O senador Ciro Nogueira (Progressistas-PI) voltou a defender publicamente a redução da maioridade penal no Brasil e cobrou um posicionamento firme do Congresso Nacional sobre o tema. Em publicação nas redes sociais, o parlamentar afirmou que o Legislativo precisa “obedecer à vontade popular” e avançar na proposta que reduz de 18 para 16 anos a idade mínima para responsabilização criminal.

Atualmente, a maioridade penal é fixada em 18 anos, conforme determina a Constituição Federal de 1988 e o Código Penal. No entanto, tramita na Câmara dos Deputados uma Proposta de Emenda à Constituição (PEC) no âmbito do debate sobre segurança pública, que busca alterar o texto constitucional para permitir a responsabilização penal a partir dos 16 anos em determinados casos.

Na publicação, Ciro Nogueira argumenta que há respaldo social para a mudança. Ele cita levantamento de opinião segundo o qual 65% dos entrevistados defendem a redução da maioridade penal. O senador também menciona que 86% da população acredita que “a polícia prende e a Justiça solta”, reforçando o discurso de endurecimento das leis penais.

Como exemplo internacional, o parlamentar destacou a Argentina, afirmando que o país já teria aprovado medida semelhante.

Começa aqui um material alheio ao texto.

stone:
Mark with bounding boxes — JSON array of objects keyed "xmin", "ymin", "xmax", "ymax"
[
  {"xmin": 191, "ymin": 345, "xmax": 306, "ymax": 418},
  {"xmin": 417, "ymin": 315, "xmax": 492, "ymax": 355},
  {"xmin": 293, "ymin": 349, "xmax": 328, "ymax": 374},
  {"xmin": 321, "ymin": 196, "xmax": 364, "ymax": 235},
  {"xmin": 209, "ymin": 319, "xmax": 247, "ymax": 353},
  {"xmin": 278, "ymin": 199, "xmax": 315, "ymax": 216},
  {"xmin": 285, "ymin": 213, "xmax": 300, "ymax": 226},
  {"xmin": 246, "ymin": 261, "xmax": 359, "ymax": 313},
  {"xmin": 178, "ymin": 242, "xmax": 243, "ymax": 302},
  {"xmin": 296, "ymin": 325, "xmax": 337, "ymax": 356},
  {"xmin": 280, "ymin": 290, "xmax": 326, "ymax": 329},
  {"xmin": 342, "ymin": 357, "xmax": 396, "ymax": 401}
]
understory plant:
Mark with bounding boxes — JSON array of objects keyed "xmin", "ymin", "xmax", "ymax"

No texto divulgado, Ciro também utiliza casos de grande repercussão para sustentar sua posição, mencionando episódios como o do cão Orelha e a morte do garoto Isaac. Para ele, há uma incoerência no sistema atual:

“Aos 16 anos pode votar, pode trabalhar, pode casar… mas se matar alguém, aí é ‘criança’. 86% dos brasileiros acham que a polícia prende e a Justiça solta. 65% querem a redução da maioridade penal. Até a Argentina já aprovou. O povo já decidiu. Falta o Congresso obedecer”, escreveu o senador.

A discussão sobre a redução da maioridade penal é antiga no Congresso Nacional e divide opiniões entre especialistas, juristas e parlamentares. Defensores da proposta argumentam que a medida contribuiria para o enfrentamento da criminalidade. Já críticos alertam para possíveis violações de direitos fundamentais e defendem o fortalecimento de políticas socioeducativas previstas no Estatuto da Criança e do Adolescente.

O debate deve ganhar força nos próximos meses, especialmente diante do avanço das pautas relacionadas à segurança pública no Parlamento.